Margaret over at Weird Zeal graced us with her pure genius-ness when she shared some of the playlists she has created based on books. No word of lie, I had her Raven Cycle playlist on repeat for a probably unhealthy amount of time. Not only are these songs wonderful, but they so perfectly encapsulate the themes of the books and the feelings I had.
Chana from Paper Procrastinators penned an incredible PSA to people who keep recommending books by only white authors, and wow. Each point brought up was well-articulated and well-said, and I’d be lying if I didn’t say that this post is a must-read.
Sofii at A Book.
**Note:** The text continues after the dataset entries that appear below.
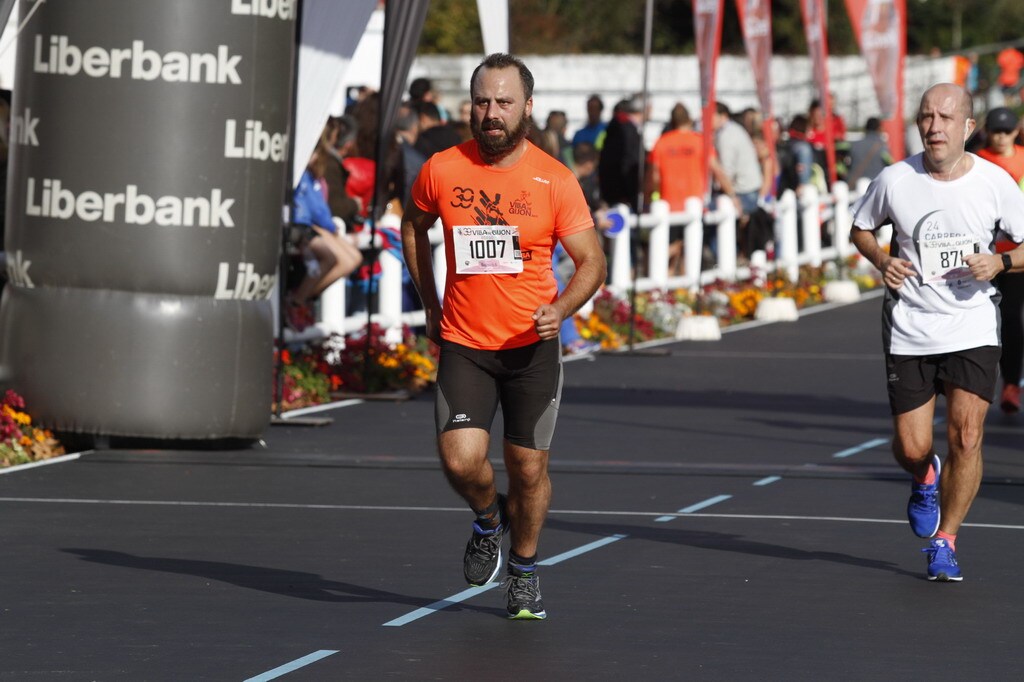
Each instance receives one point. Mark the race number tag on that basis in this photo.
(486, 250)
(942, 259)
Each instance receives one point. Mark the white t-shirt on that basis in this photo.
(935, 224)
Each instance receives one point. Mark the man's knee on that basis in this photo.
(912, 446)
(528, 470)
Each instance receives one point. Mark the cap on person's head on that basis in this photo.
(1001, 119)
(420, 87)
(634, 104)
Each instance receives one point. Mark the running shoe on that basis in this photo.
(942, 564)
(1011, 399)
(923, 510)
(483, 552)
(523, 595)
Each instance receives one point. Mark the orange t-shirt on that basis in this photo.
(1011, 61)
(541, 197)
(679, 157)
(1013, 165)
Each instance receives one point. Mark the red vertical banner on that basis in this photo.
(881, 30)
(708, 19)
(817, 47)
(755, 20)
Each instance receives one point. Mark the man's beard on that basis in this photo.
(491, 146)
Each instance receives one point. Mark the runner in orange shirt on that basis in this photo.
(1000, 127)
(503, 204)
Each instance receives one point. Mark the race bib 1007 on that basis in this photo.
(486, 250)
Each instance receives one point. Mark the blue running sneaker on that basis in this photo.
(523, 596)
(483, 551)
(923, 510)
(942, 564)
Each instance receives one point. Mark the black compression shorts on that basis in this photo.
(913, 380)
(525, 381)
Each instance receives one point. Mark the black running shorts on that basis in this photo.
(913, 380)
(525, 381)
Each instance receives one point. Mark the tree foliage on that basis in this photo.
(566, 27)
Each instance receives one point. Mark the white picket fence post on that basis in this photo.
(693, 242)
(842, 218)
(726, 210)
(657, 245)
(622, 257)
(810, 214)
(333, 300)
(786, 243)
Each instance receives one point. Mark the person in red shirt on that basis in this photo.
(1000, 128)
(1010, 60)
(503, 204)
(676, 173)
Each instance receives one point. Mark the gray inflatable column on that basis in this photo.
(147, 164)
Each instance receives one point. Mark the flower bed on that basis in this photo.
(317, 372)
(20, 440)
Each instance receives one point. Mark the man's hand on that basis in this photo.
(547, 322)
(894, 270)
(984, 266)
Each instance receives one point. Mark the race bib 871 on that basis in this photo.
(942, 259)
(486, 249)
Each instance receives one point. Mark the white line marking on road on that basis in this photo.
(875, 442)
(43, 463)
(462, 510)
(692, 508)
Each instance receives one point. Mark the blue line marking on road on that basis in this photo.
(580, 550)
(291, 667)
(472, 592)
(861, 448)
(438, 605)
(692, 508)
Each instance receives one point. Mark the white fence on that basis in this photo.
(829, 213)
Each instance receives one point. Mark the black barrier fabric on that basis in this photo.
(148, 150)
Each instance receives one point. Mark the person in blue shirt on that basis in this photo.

A Thought. shared her five favorite books with morally gray characters, and I’m beyond myself excited to meet these characters? Morally gray characters are right up there for me with flawed characters—they’re so wonderfully corrupt, and they almost never do the right thing; it’s fantastic to read about. And, seeing as I haven’t read any of the books Sofii mentioned, I’m even more excited to get my hands on them now.
Lais from The Bookish Skies shared an incredible post in which she discusses expectations about own-voices books and opens up about colonization and white-washed references. To put it lightly, this post blew my mind. Lais is an incredible and supportive blogger, and I love hearing about her experience any chance I get; and any words I come up with to summarize her points simply won’t do the post any favors. Please give it a read!
Bri from Marshmallow Harmonies recommended books based on musicals, and it’s really all I’ve ever wanted. The musicals she mentioned themselves are out-of-the-water fantastic, and I don’t think I could be more excited to finally read some of these books—especially after them being connected to some pretty wonderful musicals.
Emme at A Literary Latte discussed her experience as a book blogger that doesn’t write reviews. Considering I’ve yet to write an official book review for 2020
(yikes), I found myself relating to this post all too well.
Kat from Novels & Waffles recommended 20 different books for each Camp Half-Blood Cabin, and I couldn’t have loved this post more even if I tried. Each book seemed to fit so well within that cabin; I for one, as a proud Cabin 7 camper, am over the moon (the sun?) excited to get my hand’s on The Poet X.
As Anne Shirley said, I’m so glad to live in a world where there are Octobers; aren’t you?